Salió al anochecer, impulsada sólo por la cos­tumbre, cambió saludos con el diariero y repitió, sin convicción, con extraño buen éxito, la historia de la parienta desaprensiva de Villa Ortúzar. Se fue muy tarde y demoró en el restaurante; estiró, sin contarlo, el dinero ganado que ya no tenía ob­jeto.

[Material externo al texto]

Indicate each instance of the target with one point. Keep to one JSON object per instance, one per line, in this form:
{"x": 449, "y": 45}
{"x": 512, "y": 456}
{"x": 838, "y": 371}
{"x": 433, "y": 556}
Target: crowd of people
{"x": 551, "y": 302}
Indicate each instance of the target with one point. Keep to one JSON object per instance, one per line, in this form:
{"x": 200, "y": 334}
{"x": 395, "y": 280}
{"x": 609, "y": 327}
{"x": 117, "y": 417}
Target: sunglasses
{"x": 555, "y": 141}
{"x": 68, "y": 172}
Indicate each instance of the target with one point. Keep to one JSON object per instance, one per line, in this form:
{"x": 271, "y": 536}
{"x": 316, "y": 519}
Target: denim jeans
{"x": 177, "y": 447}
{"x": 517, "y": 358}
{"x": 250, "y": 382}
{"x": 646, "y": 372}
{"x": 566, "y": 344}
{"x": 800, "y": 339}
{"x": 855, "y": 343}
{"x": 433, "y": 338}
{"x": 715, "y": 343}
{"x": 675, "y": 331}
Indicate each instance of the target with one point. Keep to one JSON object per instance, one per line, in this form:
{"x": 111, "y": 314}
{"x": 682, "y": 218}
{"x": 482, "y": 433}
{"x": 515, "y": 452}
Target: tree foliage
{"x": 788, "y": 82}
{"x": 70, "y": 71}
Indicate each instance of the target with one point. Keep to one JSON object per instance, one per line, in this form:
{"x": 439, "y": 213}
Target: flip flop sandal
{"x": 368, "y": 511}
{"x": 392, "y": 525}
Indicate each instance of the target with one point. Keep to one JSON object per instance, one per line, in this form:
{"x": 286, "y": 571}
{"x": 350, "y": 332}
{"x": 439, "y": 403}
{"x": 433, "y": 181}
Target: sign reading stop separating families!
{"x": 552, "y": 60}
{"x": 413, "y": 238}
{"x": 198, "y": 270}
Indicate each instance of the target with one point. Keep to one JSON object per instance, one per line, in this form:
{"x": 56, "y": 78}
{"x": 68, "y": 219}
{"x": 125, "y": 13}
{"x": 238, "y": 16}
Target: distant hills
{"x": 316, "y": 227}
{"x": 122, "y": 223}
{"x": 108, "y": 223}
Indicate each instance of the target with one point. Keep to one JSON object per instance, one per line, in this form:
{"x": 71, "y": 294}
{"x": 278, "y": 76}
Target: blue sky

Pudo ver desde el patio la luz que limitaba la puerta de la habitación, y avanzó y abrió negándose a pensar, a creer. El hombre, Ambrosio, no estaba en la cama ni desvestido; acuclillado, atento, reconociendo con benévolo espíritu crítico lo que había hecho, se dejaba lamer un pulgar por el chivato, blanco, que atacaba y retrocedía inhábil sobre las duras patas muy abiertas. Comparando con su recuerdo, que Rita había creído definitivo, el hombre fue locuaz y cordial; parecía más del­gado, un poco ojeroso, con un aire de liberación y amansado orgullo.

-Hay que conseguir leche y una mamadera. Tenía miedo de atarlo, de que se lastime.

Ella estuvo mirando un rato, sin comprender y despreocupada.

-Así que ahora somos tres -dijo y se rió.